Dia menegaskan, Pemerintah Provinsi Jakarta di bawah kepemimpinan Gubernur Pramono Anung berkomitmen menjaga kebebasan tersebut. Menurutnya, Taman Ismail Marzuki hingga kampus harus tetap menjadi tempat berlangsungnya forum-forum diskusi.
"Taman Ismail Marzuki, kampus-kampus, serta ruang publik lainnya harus selalu terbuka bagi forum-forum diskusi ilmiah dan kritis," tambah Rano.
Rano menekankan, setiap kebijakan Pemerintah Provinsi Jakarta disusun dengan berpijak pada nilai-nilai yang hidup di masyarakat. Menurutnya, arah pembangunan harus mampu mengakomodasi kebutuhan warga, mulai dari akses pendidikan, lapangan pekerjaan, hingga hunian yang layak.

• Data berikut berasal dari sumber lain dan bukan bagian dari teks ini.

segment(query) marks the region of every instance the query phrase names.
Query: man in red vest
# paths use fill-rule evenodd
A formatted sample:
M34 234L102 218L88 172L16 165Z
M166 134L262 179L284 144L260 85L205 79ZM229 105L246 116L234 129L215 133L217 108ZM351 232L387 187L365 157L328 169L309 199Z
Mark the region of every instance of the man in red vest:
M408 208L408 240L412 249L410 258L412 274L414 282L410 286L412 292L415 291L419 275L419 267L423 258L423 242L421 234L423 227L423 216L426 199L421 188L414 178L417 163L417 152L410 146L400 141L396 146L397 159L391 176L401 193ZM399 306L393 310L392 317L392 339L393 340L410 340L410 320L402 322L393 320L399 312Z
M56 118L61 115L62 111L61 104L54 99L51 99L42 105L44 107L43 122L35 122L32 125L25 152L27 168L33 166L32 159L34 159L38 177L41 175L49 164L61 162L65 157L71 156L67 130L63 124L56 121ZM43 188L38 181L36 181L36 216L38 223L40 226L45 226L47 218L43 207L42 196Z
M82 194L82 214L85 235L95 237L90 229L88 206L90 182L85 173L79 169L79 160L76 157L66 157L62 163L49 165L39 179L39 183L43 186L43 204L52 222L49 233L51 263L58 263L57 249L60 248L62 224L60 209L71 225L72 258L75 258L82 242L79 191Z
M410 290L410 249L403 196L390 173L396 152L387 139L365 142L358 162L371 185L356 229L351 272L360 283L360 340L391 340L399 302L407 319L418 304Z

Dia menyinggung karakter budaya populer Si Doel yang menurutnya bukan sekadar hiburan.
Bagi Rano, tokoh tersebut merepresentasikan perjuangan masyarakat menghadapi tantangan modernisasi, penataan kota dan pemenuhan kebutuhan hunian.
"Indikator keberhasilan setiap kebijakan di Jakarta adalah sejauh mana kebijakan tersebut mampu mempermudah dan memanusiakan kehidupan warga, terutama dalam aspek hunian, penataan kota, serta akses terhadap layanan dasar," katanya.